As a longtime contributor to legacy news organizations, former New York Times executive editor Jill Abramson wanted to learn how new media outlets — like BuzzFeed and VICE — solidified themselves so quickly as authorities in digital literacy. So, to find out, she wrote a book.
In a conversation hosted by the Annenberg School for Communication and Journalism Friday, Abramson discussed her reasons for writing the controversial book, as well as what she has learned in her over 40 years as a journalist.
“Merchants of Truth: The Business of News and the Fight for Facts,” which was released on Feb. 5, follows four media outlets — The New York Times, The Washington Post, BuzzFeed and VICE News — as they adapt to changing journalistic standards in the 21st century. In the last two months, however, the book has been subject to numerous claims of plagiarism.
Several journalists took their concerns to Twitter, highlighting passages in Abramson’s book that appeared to have been copied and pasted with little to no attribution and contained factual errors that several interview subjects said she never clarified with them. VICE correspondent Arielle Duhaime-Ross tweeted that Abramson incorrectly referred to her as a transgender woman in the book.
“I’m not trans,” Duhaime-Ross wrote on Twitter on Jan. 14. “During our chat, I told her I’m a queer, gender non-conforming woman.

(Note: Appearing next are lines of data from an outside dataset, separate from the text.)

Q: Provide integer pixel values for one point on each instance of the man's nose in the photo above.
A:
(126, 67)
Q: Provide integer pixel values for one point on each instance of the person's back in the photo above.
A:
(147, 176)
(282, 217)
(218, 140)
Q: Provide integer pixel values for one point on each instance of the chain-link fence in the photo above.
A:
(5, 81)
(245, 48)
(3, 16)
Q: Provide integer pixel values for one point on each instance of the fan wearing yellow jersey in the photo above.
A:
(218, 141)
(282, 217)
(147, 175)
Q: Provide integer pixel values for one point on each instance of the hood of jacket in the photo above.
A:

She didn’t ask for an explanation. She didn’t ask for my pronouns.”
In the conversation with Annenberg Center on Communication Leadership and Policy director Geoffrey Cowan and School of Journalism director Gordon Stables, Abramson said she does not think the accusations have damaged her credibility or the book’s.
“When you make a mistake … if it’s making something up … that clearly is a firing offense,” Abramson said. “But short of that, what is the proper thing to do? Correct something right away.”
Abramson said she has made numerous corrections in the book’s online version, which will be reflected in the printed second edition. Copies of the first edition were available to purchase for signing after the event.
Abramson also claimed that VICE mounted an opposition campaign against her book. Abramson did not acknowledge that the claims of plagiarism did not only come from VICE reporters.
“I’ve called almost all of the people who I knew were mad from VICE,” Abramson said. “Some of those were painful conversations. I was sincerely sorry. I take responsibility for these errors — I take them very seriously.”
Abramson began working at The New York Times in 1997, and served as executive editor from 2011 to 2014. Prior to the Times, she wrote for TIME Magazine, The American Lawyer and The Wall Street Journal. Abramson, who was the Times’ first female executive editor, spoke about her experiences with sexism in the workplace.
“When you get to the top, there’s a real double standard,” Abramson said. “The very qualities that women are blasted for having when they get to be number one are seen as leadership qualities in men … When you get to the top job, your likability … goes plummeting.”
Abramson was fired in 2014 for various management issues and for allegedly lying to New York Times publisher Arthur Sulzberger during her search for a new co-managing editor. After her termination, Abramson said she became interested in understanding how young news organizations operate in a period of technological innovation.
“[The New York Times] was kind of dripping with envy for these new, shiny digital news startups, specifically BuzzFeed and VICE,” Abramson said. “I wanted to see, have these new digital startups really figured it all out? … And are they providing quality news?”
Abramson said she was curious about how non-legacy news outlets developed their standards, ethics and training for a new crop of diverse, young journalists. Abramson, who is currently a lecturer in Harvard University’s English department, also expressed concern about current journalism students’ ability to learn the importance of high-quality reporting.
“For you students, the survival of quality news — well-reported, where journalists have done everything to dig up the truth — is really in danger now,” Abramson said.
While she agrees that Trump’s anti-press rhetoric has contributed to the further polarization of media and demonization of journalists, Abramson said she is even more worried about the state of democracy.
“I don’t like to talk about these things as ‘us poor journalists,’” Abramson said. “It’s not about the journalists. It’s about democracy and the health of democracy.”